Axis Lightfinder / Q1602 ExaminedBy: John Honovich, Published on May 24, 2011
In this note, we examine the features, competitive positioning and pricing of the Axis Q1602. This camera's announcement has generated a significant amount of interest because of Axis's new Lightfinder technology. With this, Axis claims that this camera can maintain details and colors even in very dark conditions.
First, let's look at the key features and then contrast it to Day/Night cameras, integrated IR cameras, EMCCD and IR illuminators.
The most notable specifications include:
- Standard Definition / D1 camera - not megapixel
- Progressive scan CMOS sensor - not CCD nor EMCCD
- Day / Night camera supports black and white
- Minimum illumination specifications are not finalized; However, Axis projects dramatic advantages in color mode and significant advances in b&w mode relative to traditional surveillance cameras
- Axis is basing its low light projections based on 1/30s exposure - not dependent on digital slow shutter
- Similar general feature sets as a P-line camera: audio, on board storage, analytics, vari-focal lens, etc.
- Q1602 MSRP is $999, estimated shipping date: August 2011
- Most similar Axis camera (without Lightfinder): the P1343, an SVGA Day/Night camera with a $749 MSRP
For Axis's pitch / overview, review their Lightfinder whitepaper and the embedded video below:
As with any newly announced camera claiming low light performance benefits, it is impossible to appropriately guess how much better the performance will be until we test. Below are samples from Axis's own testing:
The value of the Q1602 depends primarily on a few factors:
- Need for low light color imaging: Almost all other low light optimized products focus on providing high quality images in black and white mode (D/N cameras, integrated IR cameras, added IR illumination, thermal, etc.). The only two exceptions are white light LEDs and EMCCD cameras.

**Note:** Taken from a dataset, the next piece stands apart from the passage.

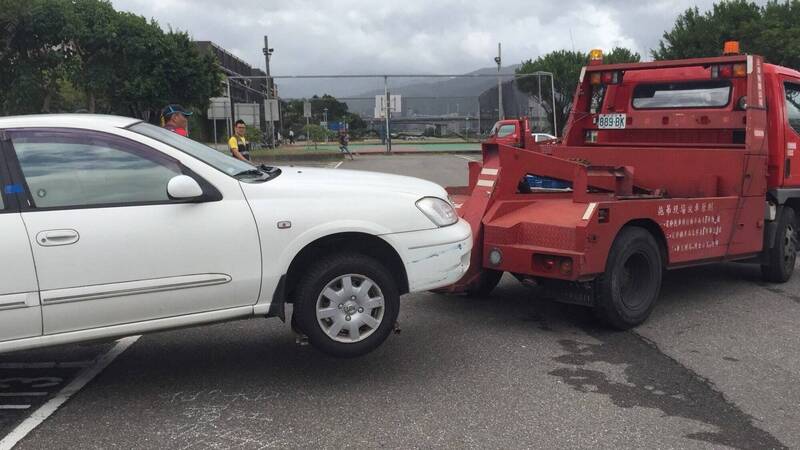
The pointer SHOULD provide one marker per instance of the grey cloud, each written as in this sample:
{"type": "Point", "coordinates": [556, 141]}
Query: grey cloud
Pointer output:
{"type": "Point", "coordinates": [412, 36]}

EMCCD cameras are extremely expensive ($5,000 - $10,000 minimum). While they claim to provide outstanding color images in very dark conditions, given the vast price differences and likely superior performance of EMCCD, we see the products being in different categories. However, white light LEDs are an interesting option. For a few hundred dollars, spot lighting can be added. We suspect this would likely provide a better image in short range scene but would cost more overall (adding in installation and energy costs) and may create undesirable light pollution in some scenes. That noted, we see the Q1602 and cameras with added white light LED illumination as the two closest options.

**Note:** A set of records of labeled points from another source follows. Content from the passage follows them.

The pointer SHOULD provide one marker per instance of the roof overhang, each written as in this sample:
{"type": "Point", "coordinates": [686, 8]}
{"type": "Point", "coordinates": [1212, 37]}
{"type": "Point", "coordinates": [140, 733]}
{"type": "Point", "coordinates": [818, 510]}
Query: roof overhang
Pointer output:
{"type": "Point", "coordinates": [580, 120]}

- Value of low light color: A lot of users are willing to forgo color at night. It is not clear to us what night time applications are a 'must have' for color. Potentially, this could help identify an unknown suspect by capturing the color of their hair, clothing, car, etc. To the extent that users do not require color, many other more existing options exist (D/N cameras, cameras with integrated IR illuminators, etc.).

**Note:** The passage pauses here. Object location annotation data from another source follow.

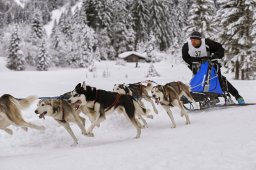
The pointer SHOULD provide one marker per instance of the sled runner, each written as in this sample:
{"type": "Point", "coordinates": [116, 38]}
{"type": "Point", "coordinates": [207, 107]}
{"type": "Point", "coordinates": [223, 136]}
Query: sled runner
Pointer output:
{"type": "Point", "coordinates": [207, 88]}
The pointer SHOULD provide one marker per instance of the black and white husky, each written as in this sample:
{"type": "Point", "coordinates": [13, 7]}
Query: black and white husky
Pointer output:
{"type": "Point", "coordinates": [102, 102]}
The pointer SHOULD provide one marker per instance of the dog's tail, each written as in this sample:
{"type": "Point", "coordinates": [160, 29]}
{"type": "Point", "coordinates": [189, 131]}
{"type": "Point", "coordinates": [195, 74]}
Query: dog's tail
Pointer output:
{"type": "Point", "coordinates": [25, 102]}
{"type": "Point", "coordinates": [149, 85]}
{"type": "Point", "coordinates": [140, 109]}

- Digital Slow Shutter as Substitute: Many cameras can provide high quality color images in very low light scenes by slowing the shutter. The downside is that this can create motion blur. However, in some scenes, it is not a practical risk. For instance, the Bosch Dinion defaults to 1/7s max exposure and is likely to provide similar detail/quality as the Q1602 in scenes with slow motion (like the above sample closet / storage room scene). Indeed, even the Axis P1343 with its default slow shutter might provide a suitable alternative.
- The Q1602 Absolute Low Light Performance: To the extent that the Q1602 can provide materially better low light performance in its black and white in more extreme low light scenarios than competitors, the camera could find broader use. This would be especially true if the Q1602 could do this without the motion blur problematic in using digital slow shutters.